Le restaurant très connu était devenu une institution sympathique. Il va définitivement fermer ses portes. La ville veut à cet endroit élargir les voies routières. Mais cela a un coût ! : Photo Philippe Arnassan Quelques lignes de délibération qui mettent le feu aux poudres. Lors du dernier conseil municipal, l'indemnité d'éviction proposée par la mairie à un couple de restaurateurs est restée en travers de la gorge de la gauche.
Jean-Pierre Rigolat et son épouse exploitent depuis plusieurs années, un petit restaurant bien connu et dénommé « L'Aristocloche » installée au 15 boulevard Saint-Sébastien. Le couple souhaitant mettre un terme à son activité, « la commune a convenu de mettre en place une résiliation amiable anticipée du bail », moyennant, et c'est là où ça coince « une indemnité de 62 000 e à verser » par le propriétaire, la ville, aux preneurs, le couple Rigolat.
Cinq ans de bénéfices, sans travailler
Une somme qui a fait bondir Yves Bertherat. Pour le représentant de l'opposition de gauche, il y a plusieurs points qui clochent avec « L'Aristocloche » ! Il assure que la ville aurait dû dénoncer le bail lors de la dernière échéance de renouvellement en juin 2009 et ne pas attendre aujourd'hui.
Ensuite, l'estimation établie par les domaines du montant de l'indemnité ne compte pas, selon lui, suffisamment de justificatifs, d'autant que l'immeuble où est installé le restaurant est frappé d'alignement (la ville veut élargir ici les voies routières).

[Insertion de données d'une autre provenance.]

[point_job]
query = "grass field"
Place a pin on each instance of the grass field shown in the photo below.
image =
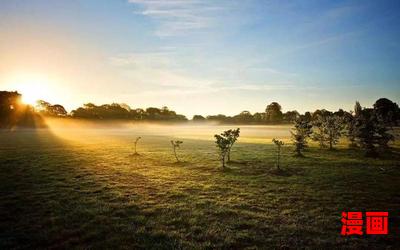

Enfin, « le bilan d'exploitation fait apparaître un chiffre d'affaires de 55 000 e avec une marge bénéficiaire de 12 000 e ». « Les indemnités représentent cinq années de bénéfices, sans travailler. Le restaurateur doit rendre les clefs et la commune ne doit verser aucune indemnité ». Et d'ajouter pour l'UMP, « c'est la nouvelle version du gagner plus, mais là sans travailler plus ».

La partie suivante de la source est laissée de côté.